A. Statistical Insight (6 points)
[What does the regression model tell you about the calcium–BMD relationship? Were the results surprising? What are the key limitations of interpreting SLR from a cross-sectional survey as causal evidence? What confounders might explain the observed association?]
Answer
The regression model shows a statistically significant but very small positive relationship between dietary calcium intake and total femur BMD. Although the association is significant, calcium explains less than 1% of the variation in BMD, which means its practical impact is very limited. This is not surprising because bone health is influenced by many other factors such as age, sex, hormones, physical activity, and overall health. A key limitation of this analysis is that it is based on cross-sectional data, so we cannot determine cause and effect. Since calcium intake and BMD were measured at the same time, we cannot say that higher calcium intake leads to higher BMD. There may also be confounding factors. For example, older individuals tend to have lower BMD and may also consume less calcium. Similarly, sex and physical activity can influence both calcium intake and bone density, which may partly explain the observed relationship.

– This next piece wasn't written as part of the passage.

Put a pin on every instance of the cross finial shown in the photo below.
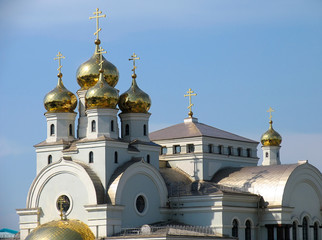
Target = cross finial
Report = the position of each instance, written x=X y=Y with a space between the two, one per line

B. From ANOVA to Regression (5 points)
[Homework 1 used one-way ANOVA to compare mean BMD across ethnic groups. Now you have used SLR to model BMD as a function of a continuous predictor. Compare these two approaches: what kinds of questions does each method answer? What does regression give you that ANOVA does not? When would you prefer one over the other?]
Answer One-way ANOVA and simple linear regression both analyze a continuous outcome, but they answer different types of questions. ANOVA is used when the predictor is categorical, such as race or ethnicity, and it tests whether the average BMD differs across groups. However, it does not show the direction or size of the relationship. In contrast, simple linear regression is used with a continuous predictor, like calcium intake, and it estimates how much BMD changes with each unit increase in calcium. Regression provides more detailed information, including the slope, predicted values, and R², which tells us how well the model explains the outcome. ANOVA is best when comparing group means, while regression is more useful when studying relationships or trends between variables and making predictions.
C. R Programming Growth (4 points)
[What was the most challenging part of this assignment from a programming perspective? How did you work through it? What R skill do you feel more confident about after completing this homework?]
Answer The most challenging part of this assignment was understanding the difference between the confidence interval and the prediction interval when using the predict() function. Since both are created with similar code and look very similar, it was easy to confuse them at first. I worked through this by focusing on their meaning: the confidence interval estimates the average outcome, while the prediction interval estimates the value for an individual, which is why it is wider. Another part that required careful thinking was interpreting the residual standard error. At first, the value did not seem very meaningful, but comparing it to the range of BMD values helped me understand that the model has a large amount of unexplained variation. After completing this assignment, I feel more confident using lm(), interpreting regression output, and using functions like confint() and predict() to better understand my results.